The moths are everywhere. Fluttering around trees in your backyard. Flying into your windshield. Beating on the back door. But the big problem, experts say, is likely yet to come.
The fluttering horde is made up of gypsy moths, newly hatched from what is being described as the worst outbreak of the leaf-eating caterpillars since 1981.
Now, emerged from their cocoons, the moths are looking for mates and laying eggs – so that even more little worms can chomp on your trees next year.
The moths begin their lives as larvae, according to the University of Massachusetts Amherst Center for Agriculture, Food, and the Environment. A female gypsy moth typically lays about 600 eggs at a time, and the eggs usually hatch in early May.
The larvae complete several moults, then pupate toward the end of June. They emerge two weeks later as adult moths. The gypsy moth mating season usually continues until late July to early August.
The main reason for the severe outbreak this year is a lack of rain, causing the biggest gypsy moth outbreak since 1981, according to University of Massachusetts Amherst entomology professor Joseph Elkinton.

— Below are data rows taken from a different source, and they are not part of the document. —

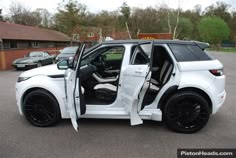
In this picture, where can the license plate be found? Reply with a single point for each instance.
(20, 65)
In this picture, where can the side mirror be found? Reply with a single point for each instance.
(63, 64)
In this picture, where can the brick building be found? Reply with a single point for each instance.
(17, 40)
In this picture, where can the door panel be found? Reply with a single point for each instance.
(136, 81)
(133, 80)
(73, 89)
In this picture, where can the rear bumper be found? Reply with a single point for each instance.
(219, 100)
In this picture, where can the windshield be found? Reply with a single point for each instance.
(69, 50)
(35, 54)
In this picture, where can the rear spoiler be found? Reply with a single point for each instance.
(202, 45)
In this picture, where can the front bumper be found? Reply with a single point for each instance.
(25, 66)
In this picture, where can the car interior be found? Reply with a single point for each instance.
(99, 74)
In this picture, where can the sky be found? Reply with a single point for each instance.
(110, 5)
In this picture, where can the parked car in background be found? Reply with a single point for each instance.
(67, 52)
(34, 59)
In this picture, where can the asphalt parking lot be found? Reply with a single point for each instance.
(111, 138)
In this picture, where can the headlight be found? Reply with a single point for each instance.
(20, 79)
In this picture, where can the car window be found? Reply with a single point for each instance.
(46, 54)
(188, 53)
(139, 57)
(35, 54)
(69, 50)
(115, 53)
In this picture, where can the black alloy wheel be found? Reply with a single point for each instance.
(41, 108)
(186, 112)
(39, 64)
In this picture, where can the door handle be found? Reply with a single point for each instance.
(138, 71)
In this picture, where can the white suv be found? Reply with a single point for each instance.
(173, 81)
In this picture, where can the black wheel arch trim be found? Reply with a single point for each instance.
(33, 89)
(174, 89)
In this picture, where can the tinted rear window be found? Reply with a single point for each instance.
(188, 53)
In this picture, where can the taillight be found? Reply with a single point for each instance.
(218, 72)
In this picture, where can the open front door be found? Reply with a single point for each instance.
(73, 89)
(136, 80)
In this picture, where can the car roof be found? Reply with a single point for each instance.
(202, 45)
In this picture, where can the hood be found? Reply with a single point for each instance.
(25, 60)
(65, 55)
(49, 70)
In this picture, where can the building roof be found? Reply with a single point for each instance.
(22, 32)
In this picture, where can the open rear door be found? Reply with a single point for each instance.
(73, 89)
(136, 80)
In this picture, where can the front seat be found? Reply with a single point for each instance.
(106, 92)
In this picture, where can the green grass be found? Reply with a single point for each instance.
(227, 50)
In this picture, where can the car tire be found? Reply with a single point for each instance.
(186, 112)
(41, 108)
(39, 64)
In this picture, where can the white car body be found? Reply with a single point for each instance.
(132, 85)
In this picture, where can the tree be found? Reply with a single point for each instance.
(1, 17)
(20, 14)
(213, 30)
(172, 17)
(185, 29)
(45, 16)
(69, 16)
(219, 9)
(125, 11)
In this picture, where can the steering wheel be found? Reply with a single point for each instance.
(103, 63)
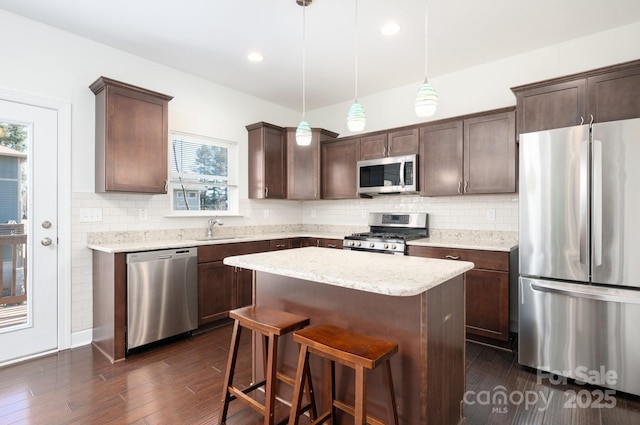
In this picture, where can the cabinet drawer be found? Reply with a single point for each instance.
(209, 253)
(487, 260)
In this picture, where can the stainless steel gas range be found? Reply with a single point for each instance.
(388, 233)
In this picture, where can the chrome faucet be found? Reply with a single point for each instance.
(212, 222)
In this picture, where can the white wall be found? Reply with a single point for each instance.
(47, 62)
(486, 86)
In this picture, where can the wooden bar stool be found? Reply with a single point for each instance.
(350, 349)
(271, 324)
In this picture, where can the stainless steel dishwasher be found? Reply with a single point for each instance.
(162, 294)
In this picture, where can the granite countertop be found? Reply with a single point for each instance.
(505, 245)
(135, 246)
(365, 271)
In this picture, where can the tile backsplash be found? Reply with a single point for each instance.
(121, 218)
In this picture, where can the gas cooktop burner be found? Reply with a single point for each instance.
(388, 233)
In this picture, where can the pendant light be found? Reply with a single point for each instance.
(303, 132)
(427, 98)
(356, 118)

Gypsy moths are not indigenous to North America, and were brought here by a French scientist in 1869. The moths escaped from a laboratory in Medford and have been causing trouble ever since. While most insects play a vital role in our ecosystem, the gypsy moth has no ecological benefit. They’re strictly pests, according to Mattapoisett Tree Committee Chair Sandy Hering.
“Gypsy moths have been a real problem in various spots in the state,” she said. “I would say here on the South Coast we have pockets that are very bad.”
And residents have taken notice.
“The Tree Committee hasn’t received any specific complaints about it,” Hering said. “But at Harbor Days I heard people complaining about them flying around.”
While Mattapoisett hasn’t had any official complaints, Marion Tree Committee Chair Margie Baldwin said she had.
“I’ve had a few calls,” Baldwin said.
At Marion’s Fall Town Meeting, voters approved spending $10,000 in the event the Tree Committee needed to spray trees to kill larvae. However, according to Baldwin, the committee decided that wasn’t necessary this year.
The one natural enemy of the caterpillars is the fungus entomophaga maimaiga, one that grows naturally and affects the gut of the caterpillars, thus acting like a natural insecticide to control gypsy moth outbreaks.
“We asked for money to monitor the eggs, and it wasn’t as bad as last year,” she said. “But the problem is we haven’t had any rain, so the fungus can’t grow. It could be bad next year.”
According to Hering, the moth outbreaks in the 80s were horrible, but got better as the fungus started to affect them.
“Now, for whatever reason, it has gotten bad again,” she said.
At this point in the season, it’s too late to control the outbreak. Once the caterpillars turn into moths, they stop eating and concentrate on laying eggs, which will hatch in the spring.
“We can’t do anything until next spring when they hatch,” Baldwin said. “You have to exactly monitor the time of it.”
Baldwin anticipates that the committee will again ask for money in case it needs to spray the trees to combat the moths come spring.
There are several options for homeowners to protect their shade trees from gypsy moths.
Elkinton recommends hiring a professional to apply pesticides to trees in early May just before eggs begin to hatch. It can be pricey, however.
“It’s expensive, but so is cutting down a dead tree,” Elkinton said.
Experts recommend inspecting trees for signs of gypsy moth egg masses during the fall and winter and removing them.
Officials in Rochester could not be reached in time for printing.